7. Carbon offsets cannot replace companies’ internal decarbonisation efforts and should be strictly limited to a cap of 5% of chargeable emissions. To prevent the use of low-quality or questionable carbon offset schemes (carbon credits), we recommend

    1. deleting Article 9, Paragraph 2 of the Draft Regulations Governing the Collection of Carbon Fees to disallow the use of pre-project reduction credits for carbon fee deduction;
    2. deleting Article 9, Paragraph 1, which allows companies to use voluntary reduction projects and offset projects as credits to offset their chargeable emissions at a ratio of 1.2; 
    3. modifying Articles 9 and 10 to limit the use of carbon credits to offset chargeable emissions under the carbon fee to 5%; 
    4. re-evaluating the applicability of current methodologies and eligibility criteria for domestic and international carbon credits alike, eliminating methodologies that are not robust, and stipulating strict environmental integrity standards for carbon credits. 

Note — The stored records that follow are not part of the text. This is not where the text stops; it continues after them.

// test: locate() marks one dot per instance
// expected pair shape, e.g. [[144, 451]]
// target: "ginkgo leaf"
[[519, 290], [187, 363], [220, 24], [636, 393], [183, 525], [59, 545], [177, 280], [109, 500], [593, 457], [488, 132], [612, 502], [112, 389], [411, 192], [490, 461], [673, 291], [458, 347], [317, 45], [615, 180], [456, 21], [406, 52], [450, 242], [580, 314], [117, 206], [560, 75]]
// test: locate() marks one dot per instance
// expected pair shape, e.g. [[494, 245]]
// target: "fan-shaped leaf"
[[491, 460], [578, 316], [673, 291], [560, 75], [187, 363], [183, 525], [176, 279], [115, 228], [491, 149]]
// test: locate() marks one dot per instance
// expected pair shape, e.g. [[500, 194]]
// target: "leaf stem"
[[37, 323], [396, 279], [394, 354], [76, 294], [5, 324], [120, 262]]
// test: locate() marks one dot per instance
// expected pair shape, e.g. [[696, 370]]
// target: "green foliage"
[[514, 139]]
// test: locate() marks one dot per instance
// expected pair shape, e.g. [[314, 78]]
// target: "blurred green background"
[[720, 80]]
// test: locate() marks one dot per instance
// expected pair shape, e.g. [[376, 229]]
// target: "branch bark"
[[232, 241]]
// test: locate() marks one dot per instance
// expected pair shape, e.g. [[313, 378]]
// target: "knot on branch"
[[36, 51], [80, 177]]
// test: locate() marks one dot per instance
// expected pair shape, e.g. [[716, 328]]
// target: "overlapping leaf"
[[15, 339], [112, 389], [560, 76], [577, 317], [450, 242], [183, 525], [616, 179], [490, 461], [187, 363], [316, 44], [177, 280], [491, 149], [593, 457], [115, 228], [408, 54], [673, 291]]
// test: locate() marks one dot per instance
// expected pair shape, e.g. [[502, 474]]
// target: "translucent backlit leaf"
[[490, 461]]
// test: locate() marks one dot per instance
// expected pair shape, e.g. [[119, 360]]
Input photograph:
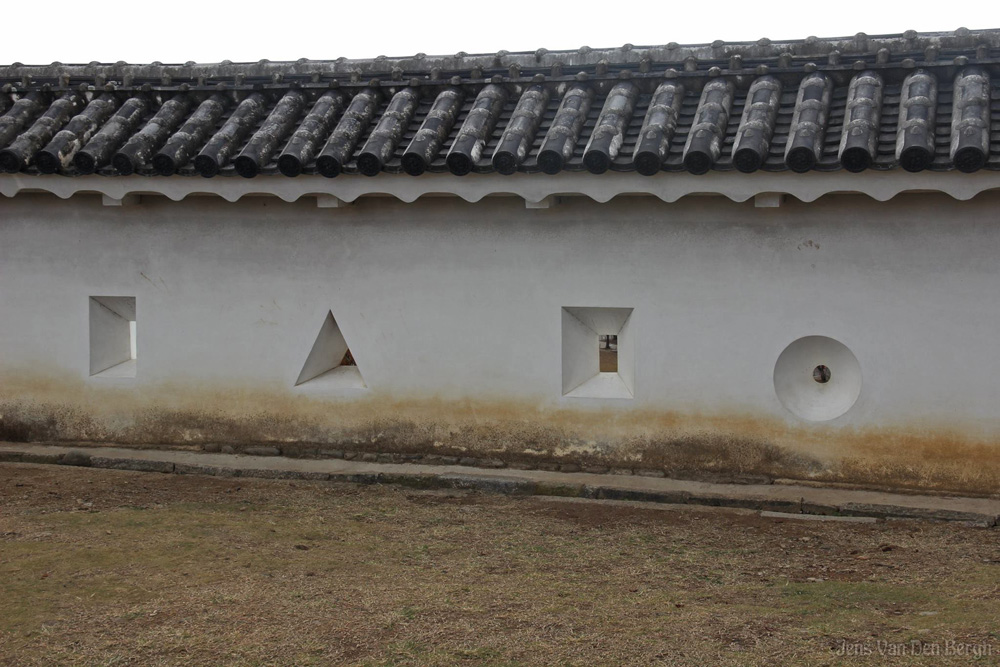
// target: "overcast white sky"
[[180, 30]]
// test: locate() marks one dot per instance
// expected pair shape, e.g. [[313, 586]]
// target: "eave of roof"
[[915, 101], [536, 192]]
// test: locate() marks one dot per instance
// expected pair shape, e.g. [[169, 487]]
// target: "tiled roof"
[[913, 101]]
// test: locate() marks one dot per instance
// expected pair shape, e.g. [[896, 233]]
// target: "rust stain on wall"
[[56, 408]]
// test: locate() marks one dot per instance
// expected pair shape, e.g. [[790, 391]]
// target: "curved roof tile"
[[812, 104]]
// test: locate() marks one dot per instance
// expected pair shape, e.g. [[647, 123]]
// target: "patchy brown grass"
[[116, 568]]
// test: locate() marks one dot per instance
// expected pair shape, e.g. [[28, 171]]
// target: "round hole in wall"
[[821, 374], [805, 383]]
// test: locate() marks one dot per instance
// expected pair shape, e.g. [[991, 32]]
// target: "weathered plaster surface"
[[453, 313]]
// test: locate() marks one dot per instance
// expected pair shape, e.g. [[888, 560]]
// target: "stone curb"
[[517, 487]]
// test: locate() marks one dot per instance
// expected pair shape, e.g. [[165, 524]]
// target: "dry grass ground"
[[115, 568]]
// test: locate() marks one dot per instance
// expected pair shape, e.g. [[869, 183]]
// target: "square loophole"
[[610, 373], [112, 336]]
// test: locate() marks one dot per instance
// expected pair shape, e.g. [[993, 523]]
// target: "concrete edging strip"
[[776, 502]]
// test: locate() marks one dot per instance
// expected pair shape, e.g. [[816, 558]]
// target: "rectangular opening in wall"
[[112, 336], [611, 372], [608, 353]]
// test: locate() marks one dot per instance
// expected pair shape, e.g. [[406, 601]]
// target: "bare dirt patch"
[[110, 567]]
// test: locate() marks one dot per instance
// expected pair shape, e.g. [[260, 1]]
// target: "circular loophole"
[[806, 386], [821, 374]]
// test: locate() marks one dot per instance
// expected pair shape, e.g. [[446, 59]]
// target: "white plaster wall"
[[447, 298]]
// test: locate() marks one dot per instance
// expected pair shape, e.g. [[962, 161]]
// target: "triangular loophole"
[[330, 362]]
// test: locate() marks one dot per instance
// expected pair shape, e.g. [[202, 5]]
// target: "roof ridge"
[[909, 41]]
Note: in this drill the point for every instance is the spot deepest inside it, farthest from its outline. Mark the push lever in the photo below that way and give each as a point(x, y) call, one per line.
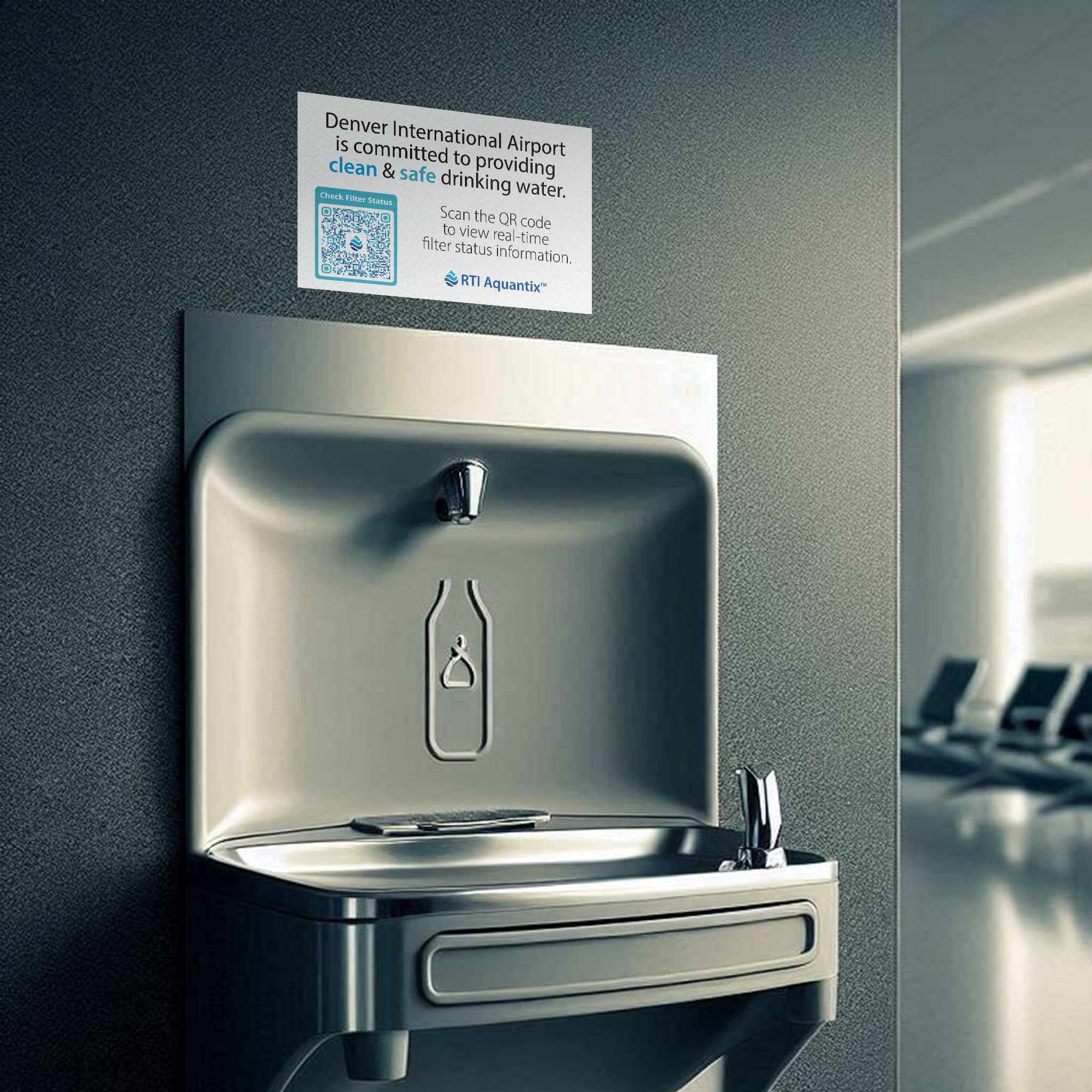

Carbon Fee Supporting Measures

8. The carbon fee should be set based on the polluter-pays principle. MOENV should delete the carbon leakage risk coefficient and the 25,000-ton exemption clause in Article 5 of the Draft Regulations Governing the Collection of Carbon Fees, and accelerate the planning of a Taiwanese CBAM per Article 31 of the Climate Change Response Act.

9. If MOENV decides to retain the carbon leakage risk coefficient, it should at least add a specific timeline for adjusting the risk coefficient in Article 6 of the Draft Regulations Governing the Collection of Carbon Fees to align with the EU CBAM mechanism so that the discount scheme can be completely phased out before 2034.

10. Carbon pricing policy needs to be accompanied by a comprehensive industry transformation strategy and policy tools to reduce the transformation barriers for hard-to-abate industries. Relevant authorities should utilise the performance standards in Article 23 of the Climate Change Response Act., subsidies and incentives for investments in GHG-reduction technologies under the GHG Management Fund, and Article 26-1 of the Government Procurement Act as to formulate complementary policy measures and create policy synergies that encourage major emitters to actively deploy innovative low-carbon technologies, replace high-emission production processes, and accelerate the net-zero transition.

Statement by: 

TCAN Research Centre, Environmental Rights Foundation, Green Citizens’ Action Alliance, and Citizen of the Earth Taiwan.